Richard Bowdler Sharpe. Monograph of the Paradiseidae, or birds of paradise, and Ptilonorhynchidae, or bower-birds.
Publisher: London, H. Sotheran, 1892-1898.
Sharpe's Birds of Paradise (reprint).
The Folio Society, 2011.
Only 1,000 copies of this book will be produced for sale, each hand-numbered on a special limitation page.
The Folio Society is proud to reproduce, for the first time, all 79 plates of Sharpe’s Birds of Paradise in book form at their actual size, with a foreword by David Attenborough. The original text, in a separate commentary volume, is introduced by Errol Fuller.
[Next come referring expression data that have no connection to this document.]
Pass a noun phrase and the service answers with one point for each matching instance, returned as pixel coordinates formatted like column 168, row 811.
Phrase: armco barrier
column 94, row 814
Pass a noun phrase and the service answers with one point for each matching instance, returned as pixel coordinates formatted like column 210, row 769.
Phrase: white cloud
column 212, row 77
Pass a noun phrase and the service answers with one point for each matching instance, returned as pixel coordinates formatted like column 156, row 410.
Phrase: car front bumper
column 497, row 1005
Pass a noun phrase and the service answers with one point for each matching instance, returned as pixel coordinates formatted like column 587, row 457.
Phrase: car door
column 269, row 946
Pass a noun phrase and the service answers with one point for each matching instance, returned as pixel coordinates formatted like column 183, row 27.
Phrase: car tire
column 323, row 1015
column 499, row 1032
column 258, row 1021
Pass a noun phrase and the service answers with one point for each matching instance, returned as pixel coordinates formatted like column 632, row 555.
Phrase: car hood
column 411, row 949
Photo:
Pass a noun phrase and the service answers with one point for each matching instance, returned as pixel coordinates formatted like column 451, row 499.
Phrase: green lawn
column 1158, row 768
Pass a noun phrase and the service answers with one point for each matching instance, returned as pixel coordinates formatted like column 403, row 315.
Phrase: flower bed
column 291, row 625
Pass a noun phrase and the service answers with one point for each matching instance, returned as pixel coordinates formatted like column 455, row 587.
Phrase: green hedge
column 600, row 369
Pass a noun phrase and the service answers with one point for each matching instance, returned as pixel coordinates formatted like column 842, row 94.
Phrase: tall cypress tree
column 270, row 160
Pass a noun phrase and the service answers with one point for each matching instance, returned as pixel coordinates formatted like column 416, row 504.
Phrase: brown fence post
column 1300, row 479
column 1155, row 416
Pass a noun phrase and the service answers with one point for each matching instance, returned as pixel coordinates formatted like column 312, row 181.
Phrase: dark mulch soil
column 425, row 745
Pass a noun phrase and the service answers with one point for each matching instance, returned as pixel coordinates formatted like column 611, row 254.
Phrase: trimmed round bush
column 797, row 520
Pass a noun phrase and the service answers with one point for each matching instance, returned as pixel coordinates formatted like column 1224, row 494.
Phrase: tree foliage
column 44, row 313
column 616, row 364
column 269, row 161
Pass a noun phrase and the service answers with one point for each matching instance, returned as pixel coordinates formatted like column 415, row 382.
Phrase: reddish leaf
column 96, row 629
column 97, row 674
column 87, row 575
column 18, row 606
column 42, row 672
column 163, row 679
The 19th century saw a rapid evolution in the publication of natural history books. Magnificent large-scale tomes, sumptuously bound and illustrated with hand-coloured plates, celebrated all the latest discoveries of exotic birds and animals around the world. Richard Bowdler Sharpe was Assistant Keeper of the British Museum’s Zoology Department, and had collaborated with John Gould on The Birds of New Guinea. Following Gould’s death in 1881, Sharpe set out to create an entirely new work dedicated entirely to birds of paradise and to bower-birds, then thought to be related to birds of paradise.
A triumph of art and ornithology
Sharpe chose John Gerrard Keulemans and William Matthew Hart as the artists for the project. Both were specialists in the subject; many of Keulemans’s works can still be found on display in the American Museum of Natural History. Once printed, the plates were coloured in by hand, a laborious and skilled process. Three of Sharpe’s daughters were colourists who had worked on other ornithological books, and it is possible that they contributed to their father’s masterpiece. Certainly the hand-colouring is of a quality and sophistication that mark the culmination of a great tradition, evincing skills that modern practitioners find impossible to match.